Over at Epicurious, someone surveyed the NYC grocery shelves in the aftermath of hurricane Sandy, and was surprised to find that stocks of onions were depleted. After all, as the saying goes, everything starts with an onion. Then I discovered these packs of prechopped onions in a local store.

I am appalled by this. Firstly, ounce for ounce, these pre chopped onions are almost 10 times the cost of the whole onions. Not 10%, but a whopping 900% . There's nothing to cutting up an onion - there's no seed to deal with as is the case of a mango or an apple, and just about the entire plant is edible (one should be so lucky as to find onion flowers).

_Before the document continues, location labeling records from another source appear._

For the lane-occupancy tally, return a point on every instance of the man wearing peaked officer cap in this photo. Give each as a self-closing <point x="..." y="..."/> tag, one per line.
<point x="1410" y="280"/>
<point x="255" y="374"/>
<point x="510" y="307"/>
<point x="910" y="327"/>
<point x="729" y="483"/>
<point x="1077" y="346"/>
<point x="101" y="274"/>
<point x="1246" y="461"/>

I've heard arguments that it takes too much time, or that it would require a food processor.


About the only things you need are a sharp knife and a chopping board, and even for a novice, cutting up an onion should take less than a couple of minutes - you'll spend about that much timing waiting for a pan to heat up. Of course, I advise not rushing for any novice in knife skills for safety purposes. But the real secret: despite the admonitions of needing even slicing and dicing, most recipes will do just fine if the onions were just roughly cut up any which way. No food processor needed.

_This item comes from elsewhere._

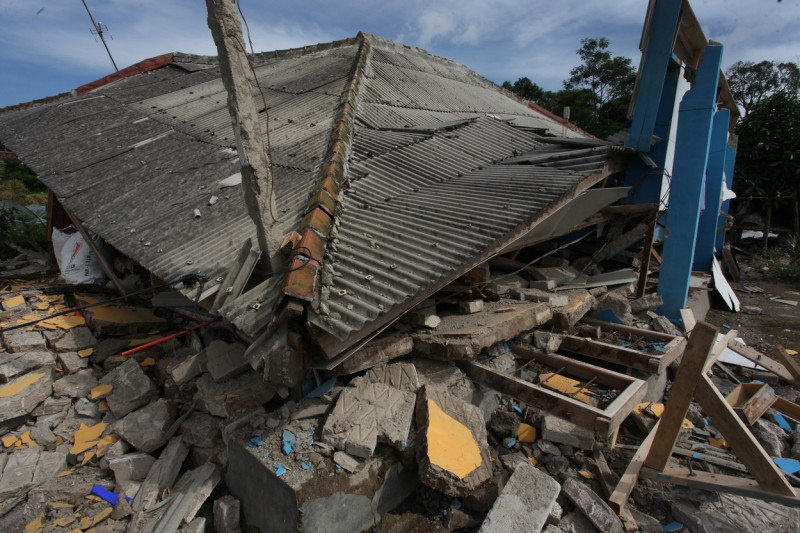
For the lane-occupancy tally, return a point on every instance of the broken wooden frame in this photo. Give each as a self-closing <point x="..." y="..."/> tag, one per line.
<point x="651" y="459"/>
<point x="602" y="421"/>
<point x="653" y="363"/>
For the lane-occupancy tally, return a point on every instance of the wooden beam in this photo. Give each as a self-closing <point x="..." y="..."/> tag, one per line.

Perhaps then, with the money saved, you can donate it to the Red Cross for Sandy relief.

1 comment:

  1. Another fun fact: Veggies that have been pre-processed, chopped, etc, are *far* more likely to have become contaminated by Salmonella and Listeria. You're more likely to get contaminated by a washed, pre-chopped salad, than by buying the head of lettuce and making it yourself. Same is true for onions, natch.